Dolore.
Era l'unica cosa che sentiva in quel momento.
Un dolore terribile, quasi soffocante, che partiva da dentro.
E si faceva largo nelle viscere, nello stomaco, nel petto, non lasciando spazio neanche per l'aria.
Aveva tutti i sensi annebbiati, le orecchie che risuonavano di un forte rumore sordo, il naso terribilmente tappato e gli occhi appannati di lacrime.Aveva perso del tutto la cognizione del tempo, ore, minuti, secondi, si confondevano in un agglomerato che riusciva solo a disorientarlo.
Se ne stava lì, insensibile al mondo circostante, il corpo scosso da tremiti e singhiozzi.
Se avesse avuto le forze per farlo, avrebbe urlato.
Avrebbe urlato fino allo stremo, come già aveva fatto, cercando un modo per esternare il tornado di rabbia e disperazione che si ritrovava dentro da ormai qualche giorno; l'avrebbe fatto, se solo ne avesse avuto la forza.
Si sentiva totalmente prosciugato, svuotato, da non avere neanche la forza di tirarsi su.
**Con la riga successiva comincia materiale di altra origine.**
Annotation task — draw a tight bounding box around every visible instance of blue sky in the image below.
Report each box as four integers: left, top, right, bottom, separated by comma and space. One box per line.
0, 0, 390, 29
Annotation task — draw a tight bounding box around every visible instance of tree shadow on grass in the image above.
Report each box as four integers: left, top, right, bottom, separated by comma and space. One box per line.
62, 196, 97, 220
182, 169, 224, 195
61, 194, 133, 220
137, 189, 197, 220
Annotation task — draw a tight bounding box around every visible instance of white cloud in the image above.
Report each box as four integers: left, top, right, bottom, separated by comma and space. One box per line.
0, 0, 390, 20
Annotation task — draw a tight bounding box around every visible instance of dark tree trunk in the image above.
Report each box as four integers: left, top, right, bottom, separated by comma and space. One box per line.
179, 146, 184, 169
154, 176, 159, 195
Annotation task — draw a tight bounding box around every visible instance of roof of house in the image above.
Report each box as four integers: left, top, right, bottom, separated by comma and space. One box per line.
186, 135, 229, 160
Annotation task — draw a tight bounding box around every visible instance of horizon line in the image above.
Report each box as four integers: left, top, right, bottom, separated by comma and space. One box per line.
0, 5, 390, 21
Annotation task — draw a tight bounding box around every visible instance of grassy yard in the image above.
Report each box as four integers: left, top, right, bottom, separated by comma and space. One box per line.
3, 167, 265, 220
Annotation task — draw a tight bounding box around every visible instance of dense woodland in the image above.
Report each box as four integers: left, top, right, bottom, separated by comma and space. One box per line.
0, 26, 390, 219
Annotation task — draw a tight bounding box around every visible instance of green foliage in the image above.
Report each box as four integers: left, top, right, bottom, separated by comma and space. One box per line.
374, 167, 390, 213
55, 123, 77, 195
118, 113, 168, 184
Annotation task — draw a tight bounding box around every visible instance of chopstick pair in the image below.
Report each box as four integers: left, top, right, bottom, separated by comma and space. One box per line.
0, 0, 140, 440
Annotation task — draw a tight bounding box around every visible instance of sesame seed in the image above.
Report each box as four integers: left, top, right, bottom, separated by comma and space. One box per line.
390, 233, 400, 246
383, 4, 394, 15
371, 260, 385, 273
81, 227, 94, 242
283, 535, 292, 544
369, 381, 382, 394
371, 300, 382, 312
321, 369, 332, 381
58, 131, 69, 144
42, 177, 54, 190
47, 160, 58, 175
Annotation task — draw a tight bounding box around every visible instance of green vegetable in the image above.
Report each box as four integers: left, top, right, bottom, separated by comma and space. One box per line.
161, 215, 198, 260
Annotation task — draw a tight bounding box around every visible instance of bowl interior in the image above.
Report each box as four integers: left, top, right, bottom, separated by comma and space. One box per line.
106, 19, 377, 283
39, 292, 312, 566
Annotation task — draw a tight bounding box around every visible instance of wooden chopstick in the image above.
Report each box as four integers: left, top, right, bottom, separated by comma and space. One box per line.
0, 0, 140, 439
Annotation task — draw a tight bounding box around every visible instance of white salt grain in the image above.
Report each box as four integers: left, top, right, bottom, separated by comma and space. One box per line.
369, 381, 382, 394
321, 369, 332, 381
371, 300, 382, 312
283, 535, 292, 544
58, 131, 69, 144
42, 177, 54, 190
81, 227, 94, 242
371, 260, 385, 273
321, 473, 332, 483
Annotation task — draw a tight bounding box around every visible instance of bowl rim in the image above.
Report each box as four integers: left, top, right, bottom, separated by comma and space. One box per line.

Semplicemente stava lì, appoggiato alla dura pietra in una posizione assolutamente scomoda.All'improvviso un tuono risuonò nella notte, preceduto da un lampo che squarciò il cielo, illuminando la lastra di pietra su cui era accasciato.
Per un momento si poterono leggere delle incisioni e una fotografia riflesse quella poca luce, prima che il tutto venisse nuovamente inghiottito nel buio.
L'incisione recitava "Giovanni Leveghi, 26/08/1993-17/02/2020".
La foto mostrava un ragazzo corvino, con una carnagione pallida e dei penetranti occhi blu scuro. Sorrideva mettendo in mostra i denti perfettamente dritti, mentre i capelli ricadevano scompigliati sulla fronte e una corta barba gli ricopriva il mento.Si strinse maggiormente contro la dura pietra, come se sperasse in qualche modo di ricevere conforto da ciò.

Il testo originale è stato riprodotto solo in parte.